The new year is a popular time for people to think about what they want to create next. In the early stages of a new visions, it's a great idea to protect what's emerging (visions, ideas, plans) for the first few weeks especially. That means not sharing it with anyone, or being incredibly selective with who you share it with. Most people are well meaning, and would want to support you, but may not fully understand what you are attempting to do.
Some many not know how to hold that space for you without trying to fill it up with their concerns, ideas, advice, of fears during that delicate stage. They may not see the path laid out from where you are to where you want to be, and fear that it's unrealistic. They may ask premature questions, like, "How are you going to make that happen?" before that has unfolded within you. Sometimes they'lll try to give advice based on what worked for them, which may or many not be the way it works for you. Or, sometimes it can trigger their own fears, and they inadvertently express that in their concerns.

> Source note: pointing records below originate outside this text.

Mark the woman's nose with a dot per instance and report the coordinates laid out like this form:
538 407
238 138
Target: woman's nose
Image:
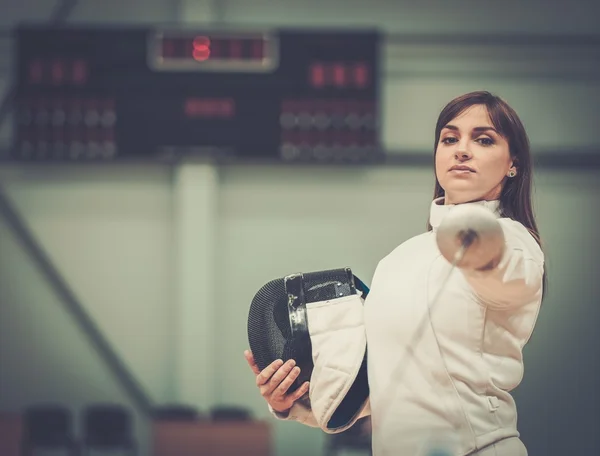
462 152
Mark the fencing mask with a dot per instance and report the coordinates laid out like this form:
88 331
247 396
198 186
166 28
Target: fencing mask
316 319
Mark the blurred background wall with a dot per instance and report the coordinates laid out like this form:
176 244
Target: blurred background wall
165 259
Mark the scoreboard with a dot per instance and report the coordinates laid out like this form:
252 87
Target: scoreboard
111 93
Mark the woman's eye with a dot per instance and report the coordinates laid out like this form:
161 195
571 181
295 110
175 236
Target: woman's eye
485 141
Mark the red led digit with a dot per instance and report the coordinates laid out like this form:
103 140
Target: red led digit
201 50
361 75
257 49
58 72
317 75
339 75
235 49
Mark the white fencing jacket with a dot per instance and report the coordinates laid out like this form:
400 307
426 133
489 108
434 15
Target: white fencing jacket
451 386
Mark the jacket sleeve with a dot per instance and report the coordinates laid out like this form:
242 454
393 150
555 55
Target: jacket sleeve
298 413
304 415
518 277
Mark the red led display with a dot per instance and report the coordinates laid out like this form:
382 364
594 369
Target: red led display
340 75
202 48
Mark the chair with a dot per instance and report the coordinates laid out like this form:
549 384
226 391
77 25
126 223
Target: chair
48 427
230 414
107 427
175 413
358 437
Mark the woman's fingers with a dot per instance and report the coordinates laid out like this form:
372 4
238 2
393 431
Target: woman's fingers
300 392
250 358
264 376
286 382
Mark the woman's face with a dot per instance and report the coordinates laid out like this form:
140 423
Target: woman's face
472 160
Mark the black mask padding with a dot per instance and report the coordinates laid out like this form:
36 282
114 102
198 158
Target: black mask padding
279 306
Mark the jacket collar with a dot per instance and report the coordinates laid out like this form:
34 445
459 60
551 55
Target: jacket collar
439 210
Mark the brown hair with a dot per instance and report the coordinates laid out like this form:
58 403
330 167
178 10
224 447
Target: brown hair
515 198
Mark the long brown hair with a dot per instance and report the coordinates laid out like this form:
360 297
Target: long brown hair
515 198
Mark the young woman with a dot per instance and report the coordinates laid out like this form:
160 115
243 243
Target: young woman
451 386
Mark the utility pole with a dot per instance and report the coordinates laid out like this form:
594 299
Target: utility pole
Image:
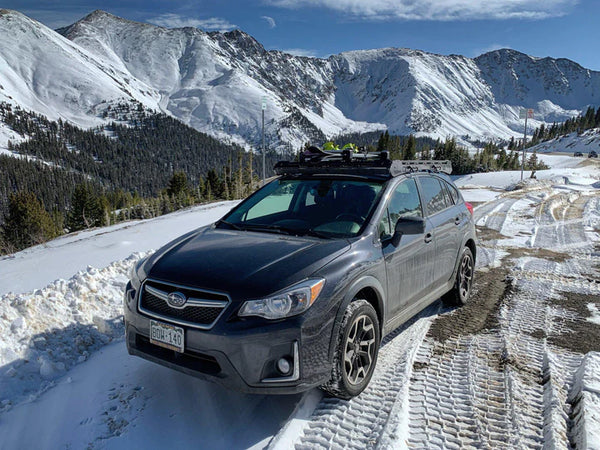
524 114
264 106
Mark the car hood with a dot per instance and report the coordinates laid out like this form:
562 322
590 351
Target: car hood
245 264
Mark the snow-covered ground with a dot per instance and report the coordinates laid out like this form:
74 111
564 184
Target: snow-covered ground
518 367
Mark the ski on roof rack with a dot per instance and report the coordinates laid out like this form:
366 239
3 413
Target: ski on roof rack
314 161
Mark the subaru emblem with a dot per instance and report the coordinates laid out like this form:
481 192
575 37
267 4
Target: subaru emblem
176 299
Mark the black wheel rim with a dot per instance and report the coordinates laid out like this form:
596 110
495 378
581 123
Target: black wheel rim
359 350
465 277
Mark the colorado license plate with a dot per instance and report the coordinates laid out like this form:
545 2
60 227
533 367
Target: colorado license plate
167 336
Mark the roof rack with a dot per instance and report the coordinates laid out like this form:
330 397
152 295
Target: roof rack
314 161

Sometimes they may get into an evaluation state, and find the reasons they think it won't work.
There are so many ways well-meaning supportive friends and family members, and others, could contribute to an uprooting of what's emerging before you feel solid enough in it. So pick your confidantes and advisors carefully in the beginning, or hold off sharing until you feel more rooted in what's emerging. Once you are more rooted, and feel strong in your commitment - with discernment and resilience - then sharing it can be extremely helpful. That's when other's input and ideas can expand and refine - and yes-and - what you are doing.

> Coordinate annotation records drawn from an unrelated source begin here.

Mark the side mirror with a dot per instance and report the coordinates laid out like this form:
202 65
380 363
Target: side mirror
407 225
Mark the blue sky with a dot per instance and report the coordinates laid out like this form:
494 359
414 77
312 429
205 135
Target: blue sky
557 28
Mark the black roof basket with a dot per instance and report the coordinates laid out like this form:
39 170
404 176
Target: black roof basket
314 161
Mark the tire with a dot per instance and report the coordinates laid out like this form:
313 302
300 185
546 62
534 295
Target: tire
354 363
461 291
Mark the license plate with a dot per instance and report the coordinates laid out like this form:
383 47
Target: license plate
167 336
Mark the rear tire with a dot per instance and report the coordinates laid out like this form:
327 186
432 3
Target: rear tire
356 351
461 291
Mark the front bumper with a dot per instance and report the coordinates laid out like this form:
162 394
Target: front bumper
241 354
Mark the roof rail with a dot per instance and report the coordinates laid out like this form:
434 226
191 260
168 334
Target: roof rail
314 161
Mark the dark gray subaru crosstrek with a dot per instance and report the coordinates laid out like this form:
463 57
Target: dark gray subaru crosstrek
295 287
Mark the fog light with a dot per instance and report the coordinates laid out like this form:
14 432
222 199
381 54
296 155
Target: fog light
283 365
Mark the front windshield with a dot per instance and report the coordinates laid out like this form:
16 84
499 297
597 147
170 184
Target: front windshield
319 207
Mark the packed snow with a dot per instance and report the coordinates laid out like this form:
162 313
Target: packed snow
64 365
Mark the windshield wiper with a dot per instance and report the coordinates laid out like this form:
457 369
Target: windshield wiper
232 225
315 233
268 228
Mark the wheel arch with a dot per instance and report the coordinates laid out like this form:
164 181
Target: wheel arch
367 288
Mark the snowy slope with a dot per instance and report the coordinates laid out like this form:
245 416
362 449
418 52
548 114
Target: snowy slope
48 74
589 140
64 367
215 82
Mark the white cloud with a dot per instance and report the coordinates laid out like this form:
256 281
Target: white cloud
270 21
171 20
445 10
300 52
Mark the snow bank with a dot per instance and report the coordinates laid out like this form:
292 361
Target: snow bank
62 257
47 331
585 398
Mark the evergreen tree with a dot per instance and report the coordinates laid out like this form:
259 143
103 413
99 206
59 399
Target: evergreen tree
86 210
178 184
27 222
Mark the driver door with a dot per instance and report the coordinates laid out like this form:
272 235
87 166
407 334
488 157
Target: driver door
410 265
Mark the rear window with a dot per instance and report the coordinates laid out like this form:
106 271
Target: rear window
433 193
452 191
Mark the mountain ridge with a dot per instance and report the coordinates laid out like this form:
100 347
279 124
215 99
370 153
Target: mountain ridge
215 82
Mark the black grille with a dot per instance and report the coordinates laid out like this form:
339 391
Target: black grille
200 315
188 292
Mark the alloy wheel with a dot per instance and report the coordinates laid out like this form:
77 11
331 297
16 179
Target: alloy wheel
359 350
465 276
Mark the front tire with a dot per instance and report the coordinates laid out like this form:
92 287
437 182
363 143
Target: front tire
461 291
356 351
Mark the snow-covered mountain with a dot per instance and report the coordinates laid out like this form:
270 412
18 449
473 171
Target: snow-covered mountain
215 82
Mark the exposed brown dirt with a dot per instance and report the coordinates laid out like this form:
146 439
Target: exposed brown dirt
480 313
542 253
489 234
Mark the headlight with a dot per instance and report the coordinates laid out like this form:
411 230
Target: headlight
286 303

There's no one right way as to when to share it, what parts to share, and who to share it with, so use your best judgement. Trust your intuitive sense. Pay attention to your internal feedback. If talking with someone puts you into a defensive or flight, fight, or freeze mode, they may not be the best person, or it may not be the best time. Not everyone closest to you may know how to be with what you are bringing in before it's more tangible. But if talking about it with someone helps you feel more inspired, passionate, alive, and excited about it, then go for it.

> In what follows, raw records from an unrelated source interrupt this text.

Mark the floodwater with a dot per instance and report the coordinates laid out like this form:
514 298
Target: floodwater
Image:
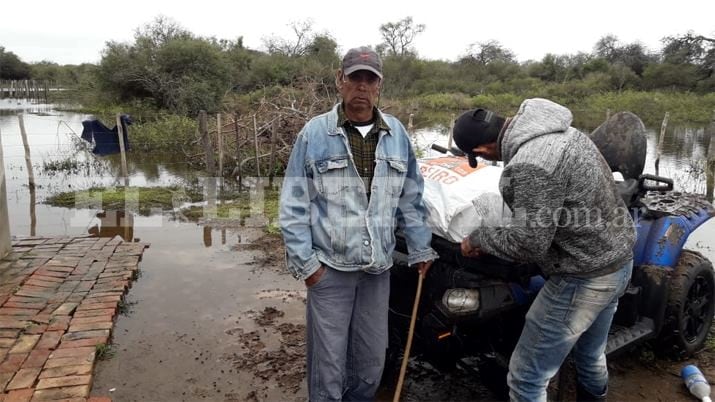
210 302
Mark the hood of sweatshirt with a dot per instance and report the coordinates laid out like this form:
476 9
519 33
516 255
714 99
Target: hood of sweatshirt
536 117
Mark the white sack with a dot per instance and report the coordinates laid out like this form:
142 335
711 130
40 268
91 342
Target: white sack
460 198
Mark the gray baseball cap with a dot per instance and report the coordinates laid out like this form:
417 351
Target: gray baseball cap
362 58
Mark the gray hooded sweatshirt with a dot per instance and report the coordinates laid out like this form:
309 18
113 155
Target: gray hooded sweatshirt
568 216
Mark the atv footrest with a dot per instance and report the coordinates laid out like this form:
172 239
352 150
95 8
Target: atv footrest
624 336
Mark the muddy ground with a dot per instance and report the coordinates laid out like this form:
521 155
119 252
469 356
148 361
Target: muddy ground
225 323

It is important in the early stages of a new emergence that isn't yet fully formed to protect it as you learn more about it, shape it, and cultivate it out into the world. Then, after it has roots it can withstand most anything. With all of that said, the good news is that if it is yours to do, no matter what anyone else says or does, you can of course still do it. And sometimes adversity actually helps strengthen your resolve. Most of the time, it's just easier after you feel stronger in it within yourself.